Reference : Validation of TRMM for hazard assessment in the remote context of tropical Africa
Scientific congresses and symposiums : Paper published in a book
Physical, chemical, mathematical & earth Sciences : Earth sciences & physical geography
Validation of TRMM for hazard assessment in the remote context of tropical Africa
Monsieurs, Elise [Université de Liège - ULiège > Département de géographie > Unité de géographie physique et quaternaire (UGPQ) >]
Kirschbaum, Dalia []
Jackson, Tan []
Jacobs, Liesbet []
Kervyn, Matthieu []
Demoulin, Alain mailto [Université de Liège - ULiège > Département de géographie > Unité de géographie physique et quaternaire (UGPQ) >]
Dewitte, Olivier []
AGU Fall Meeting Abstracts
AGU Fall Meeting
from 11-12-2017 to 15-12-2017
[en] Accurate rainfall data is fundamental for understanding and mitigating the disastrous effects of many rainfall-triggered hazards, especially when one considers the challenges arising from climate change and rainfall variability.
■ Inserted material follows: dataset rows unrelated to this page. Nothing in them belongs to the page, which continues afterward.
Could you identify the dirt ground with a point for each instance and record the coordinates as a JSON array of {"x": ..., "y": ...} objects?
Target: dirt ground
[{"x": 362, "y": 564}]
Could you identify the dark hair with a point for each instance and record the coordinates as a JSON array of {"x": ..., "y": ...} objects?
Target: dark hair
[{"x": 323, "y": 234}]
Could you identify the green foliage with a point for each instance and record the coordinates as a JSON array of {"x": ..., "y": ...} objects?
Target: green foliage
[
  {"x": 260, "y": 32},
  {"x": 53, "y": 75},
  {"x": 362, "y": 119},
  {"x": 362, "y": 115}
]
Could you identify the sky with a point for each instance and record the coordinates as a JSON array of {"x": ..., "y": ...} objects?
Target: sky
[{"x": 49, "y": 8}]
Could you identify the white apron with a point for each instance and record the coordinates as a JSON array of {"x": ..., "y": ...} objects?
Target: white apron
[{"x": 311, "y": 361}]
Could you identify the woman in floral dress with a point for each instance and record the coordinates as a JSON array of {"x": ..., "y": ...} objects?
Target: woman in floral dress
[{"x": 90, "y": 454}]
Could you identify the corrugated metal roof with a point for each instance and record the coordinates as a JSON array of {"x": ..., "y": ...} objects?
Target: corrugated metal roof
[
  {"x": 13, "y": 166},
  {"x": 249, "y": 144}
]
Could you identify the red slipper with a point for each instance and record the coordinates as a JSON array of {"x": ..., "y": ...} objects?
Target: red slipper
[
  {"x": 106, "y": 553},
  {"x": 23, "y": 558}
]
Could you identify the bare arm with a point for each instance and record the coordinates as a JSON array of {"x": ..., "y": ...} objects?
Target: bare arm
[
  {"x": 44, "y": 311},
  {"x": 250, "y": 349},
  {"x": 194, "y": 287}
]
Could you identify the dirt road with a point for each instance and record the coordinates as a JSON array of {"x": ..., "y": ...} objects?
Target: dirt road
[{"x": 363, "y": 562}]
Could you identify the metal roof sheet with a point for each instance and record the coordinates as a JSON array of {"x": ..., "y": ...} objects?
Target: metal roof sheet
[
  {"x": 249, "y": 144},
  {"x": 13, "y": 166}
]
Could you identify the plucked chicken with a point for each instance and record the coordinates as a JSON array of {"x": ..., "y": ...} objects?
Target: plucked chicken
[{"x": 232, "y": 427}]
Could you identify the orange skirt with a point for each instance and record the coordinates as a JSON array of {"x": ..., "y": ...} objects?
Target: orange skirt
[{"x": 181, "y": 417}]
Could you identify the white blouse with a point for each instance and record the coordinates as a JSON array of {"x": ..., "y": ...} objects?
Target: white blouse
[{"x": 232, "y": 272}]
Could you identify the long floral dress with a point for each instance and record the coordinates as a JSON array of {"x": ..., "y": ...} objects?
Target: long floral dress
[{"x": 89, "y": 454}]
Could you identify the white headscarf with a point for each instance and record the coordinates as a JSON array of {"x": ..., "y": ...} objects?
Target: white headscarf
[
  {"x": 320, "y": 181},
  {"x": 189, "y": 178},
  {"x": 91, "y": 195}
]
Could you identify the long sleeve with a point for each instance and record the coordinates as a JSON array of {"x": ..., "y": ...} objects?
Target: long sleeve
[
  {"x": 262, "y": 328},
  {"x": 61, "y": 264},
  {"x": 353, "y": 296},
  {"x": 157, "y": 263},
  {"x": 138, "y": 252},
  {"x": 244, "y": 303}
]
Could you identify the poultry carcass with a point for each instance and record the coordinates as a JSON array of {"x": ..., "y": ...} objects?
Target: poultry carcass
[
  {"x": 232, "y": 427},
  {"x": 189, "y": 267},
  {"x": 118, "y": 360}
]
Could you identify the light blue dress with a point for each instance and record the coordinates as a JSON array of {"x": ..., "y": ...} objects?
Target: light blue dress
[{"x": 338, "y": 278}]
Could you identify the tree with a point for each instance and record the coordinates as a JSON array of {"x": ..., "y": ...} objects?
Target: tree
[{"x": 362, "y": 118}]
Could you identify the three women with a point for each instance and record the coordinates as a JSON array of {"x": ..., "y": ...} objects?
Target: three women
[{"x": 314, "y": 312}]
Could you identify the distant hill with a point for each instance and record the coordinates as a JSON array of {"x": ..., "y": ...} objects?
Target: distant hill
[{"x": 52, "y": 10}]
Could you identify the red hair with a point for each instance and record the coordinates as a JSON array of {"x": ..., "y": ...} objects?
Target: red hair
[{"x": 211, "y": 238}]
In tropical Africa in particular, the sparse operational rainfall gauging network hampers the ability to understand these hazards. Satellite rainfall estimates (SRE) can therefore be of great value. Yet, rigorous validation is required to identify the uncertainties when using SRE for hazard applications. We evaluated the Tropical Rainfall Measuring Mission (TRMM) Multi-satellite Precipitation Analysis (TMPA) 3B42 Research Derived Daily Product from 1998 to 2017, at 0.25° x 0.25° spatial and 24 h temporal resolution. The validation was done over the western branch of the East African Rift, with the perspective of regional landslide hazard assessment in mind. Even though we collected an unprecedented dataset of 47 gauges with a minimum temporal resolution of 24 h, the sparse and heterogeneous temporal coverage in a region with high rainfall variability poses challenges for validation. In addition, the discrepancy between local-scale gauge data and spatially averaged (~775 km²) TMPA data in the context of local convective storms and orographic rainfall is a crucial source of uncertainty. We adopted a flexible framework for SRE validation that fosters explorative research in a remote context. Results show that TMPA performs reasonably well during the rainy seasons for rainfall intensities <20 mm/day. TMPA systematically underestimates rainfall, but most problematic is the decreasing
probability of detection of high intensity rainfalls. We suggest that landslide hazard might be efficiently assessed if we take account of the systematic biases in TMPA data and determine rainfall thresholds modulated by controls on, and uncertainties of, TMPA revealed in this study. Moreover, it is found relevant in mapping regional-scale rainfall-triggered hazards that are in any case poorly covered by the sparse available gauges. We anticipate validation of TMPA’s
successor (Integrated Multi-satellitE Retrievals for Global Precipitation Measurement; ~10 km × ~10 km, half-hourly) using the proposed framework, as soon as this product will be available in early 2018 for the 1998-present period.